La première lecture de cette proposition de loi visant à prévenir les violences lors des manifestations et à sanctionner leurs auteurs laisse au groupe UDI, Agir et indépendants comme un goût amer. Notre groupe est favorable à l'idée de ce texte, qui était de créer un cadre nécessaire aux forces de l'ordre pour effectuer leurs missions, tout en permettant à tous ceux qui le souhaitent de manifester en toute sécurité. L'intervention du procureur concernant les fouilles, la prévision d'une évaluation annuelle du Parlement ou encore l'action récursoire de l'État selon les modalités de la responsabilité civile de droit commun sont des éléments allant dans le bon sens. Cependant, le juste équilibre entre maintien de l'ordre public et respect des libertés ne semble pas encore trouvé.
Tout d'abord, l'article 2 fait désormais reposer les interdictions administratives de manifester sur des agissements, des actes violents pouvant potentiellement démontrer la dangerosité d'un individu pour l'ordre public. Mais ces éléments de fait n'auront pu être appréciés par aucun juge. Alors qui pourra les jauger, les mesurer, les faire entrer dans la case de l'interdiction ou dans celle de la liberté ? Qui évaluera la menace et la dangerosité ?
Ensuite, malgré maintes demandes, aucune information n'a encore été communiquée sur ce qui est tour à tour appelé « pointage » ou « convocation ». Il faudrait pourtant des certitudes sur ce point car, du fait de la portée d'une telle mesure, celle-ci ne peut être laissée à la libre appréciation du préfet. La perpétuelle référence au hooliganisme est erronée, dans la mesure où l'accès à un match de football n'est pas un droit constitutionnel, contrairement au droit de manifester. La possibilité pour le préfet d'interdire à une personne de participer à toute manifestation sur tout le territoire national pendant une durée d'un mois interpelle également. Enfin, concernant le délit de dissimulation du visage, les inquiétudes perdurent. En pratique, il sera toujours aussi difficile de caractériser cette infraction.
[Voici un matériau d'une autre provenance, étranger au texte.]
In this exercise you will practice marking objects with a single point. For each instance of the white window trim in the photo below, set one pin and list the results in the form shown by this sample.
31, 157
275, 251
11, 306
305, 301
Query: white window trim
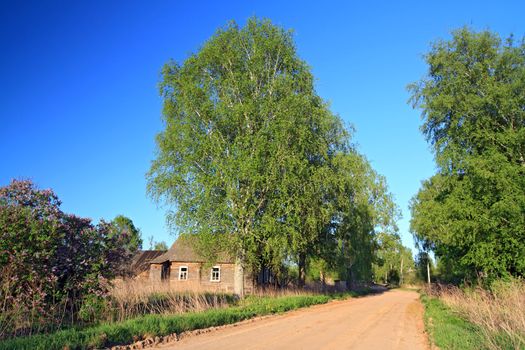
211, 275
187, 273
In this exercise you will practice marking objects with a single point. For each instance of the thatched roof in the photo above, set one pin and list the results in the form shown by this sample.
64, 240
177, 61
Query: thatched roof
182, 251
141, 260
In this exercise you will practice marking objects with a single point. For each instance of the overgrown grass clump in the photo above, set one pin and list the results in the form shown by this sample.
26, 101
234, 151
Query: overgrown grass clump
447, 329
498, 311
126, 332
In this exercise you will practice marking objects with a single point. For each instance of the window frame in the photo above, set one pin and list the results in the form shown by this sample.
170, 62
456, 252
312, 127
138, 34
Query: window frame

De plus, sa constitutionnalité pose toujours question. Nous sommes très perplexes sur l'applicabilité de ce texte.
Je voudrais également revenir sur la manière dont notre assemblée a travaillé sur ce texte. Plutôt que d'écrire un projet de loi avec une véritable concertation et une étude d'impact, le Gouvernement a utilisé une proposition de loi de nos collègues sénateurs, qu'il n'avait d'ailleurs pas soutenue initialement. Résultat : un travail en commission bâclé, Mme la rapporteure déposant des amendements de suppression de l'article 1er quelques heures avant leur examen. Puis, en séance, elle a déposé des amendements réécrivant certains articles quelques minutes avant la fin de l'heure du dépôt des amendements. Enfin, le Gouvernement a déposé des sous-amendements quelques heures avant la discussion en séance. Nous l'avons déjà dit sur de nombreux textes : c'est un manque de respect pour notre travail législatif.
Comme ceux défendus par d'autres groupes, nos amendements n'avaient pas pour but de dénaturer ce texte, mais au contraire de le rendre efficace. Il serait utile à l'avenir de travailler ce type de texte en liaison avec les différents groupes de notre assemblée. La difficulté n'est pas d'interdire à des personnes violentes de se rendre dans des manifestations, mais de mettre en place des mesures si peu claires que nous ne pouvons réellement savoir qui sera concerné, leur application dépendant des appréciations de chacun.
Au sein du groupe UDI, Agir et indépendants, nous souhaitons tous soutenir les projets qui condamnent toute forme de violence. Cependant, l'avis n'est pas toujours unanime quant à la manière dont ce message doit être envoyé. C'est pourquoi, si un grand nombre d'entre nous voteront ce texte, d'autres souhaitent et espèrent que la navette parlementaire permettra d'aboutir à un résultat plus équilibré.